Friday, September 20, 2024
Home » Like Uber? You’ll love the RING

Like Uber? You’ll love the RING

I used Uber for the first time a few weeks ago (I like to walk, sue me). It was jaw-droppingly awesome. I had set it up in advance, which took a few minutes, so when I needed it, I simply pressed a few buttons on my HTC (my companion’s iPhone failed in the same task seconds earlier – haha). Uber told me when to expect a driver (5 minutes) and they were right. They knew where I was and where I wanted to go. We were there in minutes. At the end, I just said “thank you” and got out. Minutes later, I got an email with my receipt.

Being an infrastructure guy, this made me consider the essence of Uber:

an incredibly efficient, global routing network that overlays commodity hardware.

In my particular case, that hardware was a giant black Tahoe.

It may seem like a slightly odd comparison, but Scality has a lot of similarities. When the RING was conceived, the customers we talked to didn’t say “we want storage.” They wanted a: “massively scalable and reliable mechanism to route users to their data.” These initial customers, typically email service providers, needed technology that could handle far more end users and data, far more efficiently than their current infrastructure.

This became an important design perspective for Scality. Support of millions of users and all their billions of small, medium, and large files became a requirement. Performance and low latency became another. Constant uptime was a third. Sort of like Uber.
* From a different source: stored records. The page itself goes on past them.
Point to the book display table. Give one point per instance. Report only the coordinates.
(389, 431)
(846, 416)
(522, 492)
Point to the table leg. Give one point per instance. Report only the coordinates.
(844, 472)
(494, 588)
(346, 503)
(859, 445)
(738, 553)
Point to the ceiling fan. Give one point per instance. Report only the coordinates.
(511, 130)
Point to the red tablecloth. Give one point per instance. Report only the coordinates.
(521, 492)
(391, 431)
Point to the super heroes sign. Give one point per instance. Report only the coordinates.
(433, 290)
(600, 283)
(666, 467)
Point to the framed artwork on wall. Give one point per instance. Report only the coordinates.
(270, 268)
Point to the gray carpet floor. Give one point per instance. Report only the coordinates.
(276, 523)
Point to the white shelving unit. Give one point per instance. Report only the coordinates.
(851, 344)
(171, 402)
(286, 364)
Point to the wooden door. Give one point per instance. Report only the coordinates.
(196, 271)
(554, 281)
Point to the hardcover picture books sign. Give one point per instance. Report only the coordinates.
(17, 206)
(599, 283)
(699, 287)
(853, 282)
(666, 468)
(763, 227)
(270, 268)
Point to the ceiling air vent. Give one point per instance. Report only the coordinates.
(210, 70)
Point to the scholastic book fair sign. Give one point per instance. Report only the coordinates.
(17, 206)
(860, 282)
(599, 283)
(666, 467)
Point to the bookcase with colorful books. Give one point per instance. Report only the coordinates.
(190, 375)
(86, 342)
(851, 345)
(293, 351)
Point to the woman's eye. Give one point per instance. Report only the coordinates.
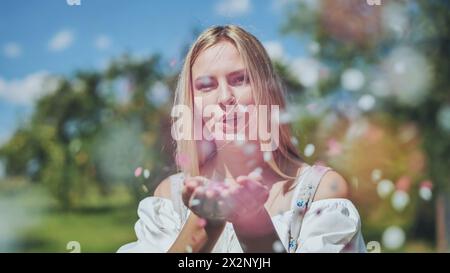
(239, 80)
(205, 84)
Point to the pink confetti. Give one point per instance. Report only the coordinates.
(138, 172)
(403, 183)
(426, 184)
(334, 147)
(201, 222)
(182, 160)
(173, 62)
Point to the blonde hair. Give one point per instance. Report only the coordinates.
(261, 77)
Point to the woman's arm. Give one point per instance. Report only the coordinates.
(200, 239)
(199, 236)
(256, 233)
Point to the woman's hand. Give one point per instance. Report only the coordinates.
(226, 201)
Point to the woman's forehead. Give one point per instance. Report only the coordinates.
(221, 58)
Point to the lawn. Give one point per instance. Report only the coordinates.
(32, 222)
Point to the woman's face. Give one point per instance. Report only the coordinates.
(219, 79)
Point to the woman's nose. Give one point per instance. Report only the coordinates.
(226, 96)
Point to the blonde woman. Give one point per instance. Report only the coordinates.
(241, 193)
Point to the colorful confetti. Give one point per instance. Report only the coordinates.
(376, 175)
(393, 237)
(352, 79)
(309, 150)
(267, 156)
(189, 249)
(201, 222)
(334, 147)
(400, 200)
(278, 247)
(138, 171)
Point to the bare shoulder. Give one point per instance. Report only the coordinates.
(332, 185)
(163, 189)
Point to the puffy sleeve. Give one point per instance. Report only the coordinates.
(157, 227)
(331, 225)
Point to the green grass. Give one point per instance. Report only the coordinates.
(101, 224)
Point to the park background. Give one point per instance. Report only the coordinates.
(86, 89)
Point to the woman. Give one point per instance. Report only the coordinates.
(241, 195)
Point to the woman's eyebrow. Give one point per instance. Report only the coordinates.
(203, 78)
(237, 72)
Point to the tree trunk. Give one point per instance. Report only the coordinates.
(441, 230)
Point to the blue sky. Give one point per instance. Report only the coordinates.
(49, 36)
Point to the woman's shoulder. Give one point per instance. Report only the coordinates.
(332, 186)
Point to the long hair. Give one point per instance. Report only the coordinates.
(266, 87)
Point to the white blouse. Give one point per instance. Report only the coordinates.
(329, 225)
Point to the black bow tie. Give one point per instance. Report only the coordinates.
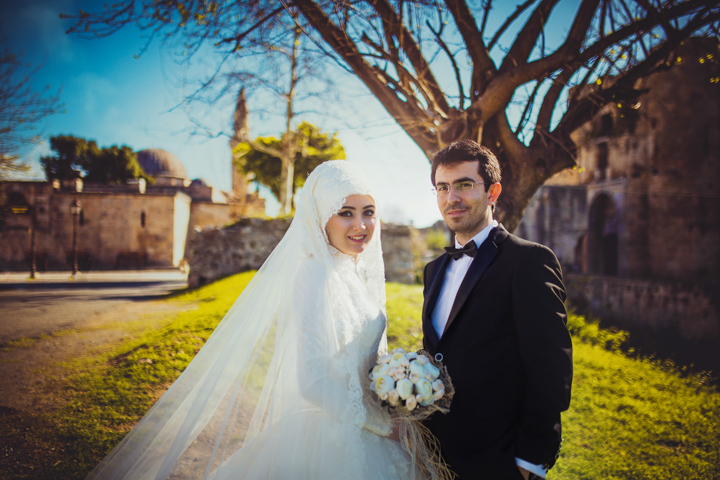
(456, 253)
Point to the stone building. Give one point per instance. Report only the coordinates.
(119, 226)
(636, 225)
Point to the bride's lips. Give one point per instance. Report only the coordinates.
(357, 238)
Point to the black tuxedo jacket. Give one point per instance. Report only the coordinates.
(509, 356)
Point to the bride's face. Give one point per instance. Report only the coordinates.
(352, 227)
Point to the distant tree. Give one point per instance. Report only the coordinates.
(311, 147)
(285, 68)
(78, 158)
(21, 110)
(449, 69)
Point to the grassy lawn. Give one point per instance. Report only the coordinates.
(629, 419)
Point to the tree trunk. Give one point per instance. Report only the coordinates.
(287, 173)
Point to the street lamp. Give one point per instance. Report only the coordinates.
(33, 250)
(75, 210)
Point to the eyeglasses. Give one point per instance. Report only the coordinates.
(444, 188)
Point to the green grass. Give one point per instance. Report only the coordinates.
(630, 419)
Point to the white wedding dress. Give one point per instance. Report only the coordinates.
(280, 390)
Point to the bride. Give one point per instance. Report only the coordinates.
(279, 391)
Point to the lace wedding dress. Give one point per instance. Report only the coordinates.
(280, 390)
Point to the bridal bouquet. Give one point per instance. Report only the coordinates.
(412, 383)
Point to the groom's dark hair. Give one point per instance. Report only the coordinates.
(468, 151)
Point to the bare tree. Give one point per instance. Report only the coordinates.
(402, 50)
(21, 110)
(289, 145)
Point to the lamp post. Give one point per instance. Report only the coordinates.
(33, 251)
(75, 209)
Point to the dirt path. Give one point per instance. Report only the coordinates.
(33, 377)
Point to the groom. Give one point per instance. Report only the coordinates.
(494, 313)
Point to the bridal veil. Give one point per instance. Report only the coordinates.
(283, 377)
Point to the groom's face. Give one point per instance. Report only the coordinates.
(466, 212)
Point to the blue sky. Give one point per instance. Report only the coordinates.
(115, 98)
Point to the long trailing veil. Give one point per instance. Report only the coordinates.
(287, 352)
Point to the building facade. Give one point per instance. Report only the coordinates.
(636, 225)
(135, 225)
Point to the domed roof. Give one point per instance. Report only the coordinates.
(200, 182)
(161, 163)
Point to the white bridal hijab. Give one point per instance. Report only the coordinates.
(278, 378)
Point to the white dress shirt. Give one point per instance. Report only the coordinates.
(454, 275)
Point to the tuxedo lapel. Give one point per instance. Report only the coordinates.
(435, 283)
(483, 258)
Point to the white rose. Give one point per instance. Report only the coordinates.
(404, 388)
(399, 374)
(379, 371)
(424, 391)
(415, 367)
(384, 384)
(422, 359)
(397, 359)
(432, 372)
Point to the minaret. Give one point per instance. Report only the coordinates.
(244, 202)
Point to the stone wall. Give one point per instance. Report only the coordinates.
(218, 252)
(649, 305)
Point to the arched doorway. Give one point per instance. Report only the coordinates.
(602, 239)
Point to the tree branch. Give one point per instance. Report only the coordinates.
(483, 65)
(527, 37)
(407, 115)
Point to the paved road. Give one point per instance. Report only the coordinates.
(54, 302)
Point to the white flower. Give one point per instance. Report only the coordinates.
(380, 370)
(394, 398)
(404, 388)
(397, 359)
(399, 374)
(383, 385)
(422, 359)
(424, 389)
(415, 367)
(432, 372)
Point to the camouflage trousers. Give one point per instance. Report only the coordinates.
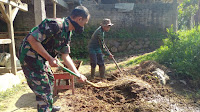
(40, 80)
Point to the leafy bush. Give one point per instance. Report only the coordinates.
(79, 42)
(186, 10)
(183, 54)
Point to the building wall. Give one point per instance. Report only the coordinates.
(157, 15)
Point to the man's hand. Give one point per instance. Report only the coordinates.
(82, 78)
(53, 62)
(111, 56)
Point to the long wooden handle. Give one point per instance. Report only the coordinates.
(113, 58)
(116, 64)
(66, 69)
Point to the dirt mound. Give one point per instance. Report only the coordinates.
(126, 93)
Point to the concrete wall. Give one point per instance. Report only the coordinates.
(157, 15)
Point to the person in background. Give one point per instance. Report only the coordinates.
(97, 47)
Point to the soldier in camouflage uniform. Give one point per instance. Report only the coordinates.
(97, 46)
(42, 44)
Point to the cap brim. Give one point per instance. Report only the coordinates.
(110, 24)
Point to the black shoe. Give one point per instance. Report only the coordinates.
(55, 108)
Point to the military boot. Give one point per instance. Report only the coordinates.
(92, 72)
(102, 71)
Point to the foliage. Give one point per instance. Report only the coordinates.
(185, 11)
(79, 42)
(180, 52)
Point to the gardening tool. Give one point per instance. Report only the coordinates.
(69, 71)
(113, 59)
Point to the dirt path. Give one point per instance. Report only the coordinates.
(127, 93)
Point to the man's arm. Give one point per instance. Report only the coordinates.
(37, 46)
(68, 61)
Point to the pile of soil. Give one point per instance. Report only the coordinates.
(134, 90)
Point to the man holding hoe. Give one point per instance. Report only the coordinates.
(42, 44)
(97, 46)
With a clear sense of the problem and the requirements, the core team built something very new. A product that used peering techniques to increase resiliency and uptime. A product that uses parallelism and scale-out techniques to offer strong performance. A product that is fundamentally built for more than a quindecillion pieces of data (look it up – I had to too) across many physical locations. All in application-level software, to better take advantage of the slew of hardware improvements emerging in performance, density, efficiency, cost.

It’s fun, and sometimes astonishing, to see the result when someone tackles a problem without preconceived limitations. Uber did just that. And so did we.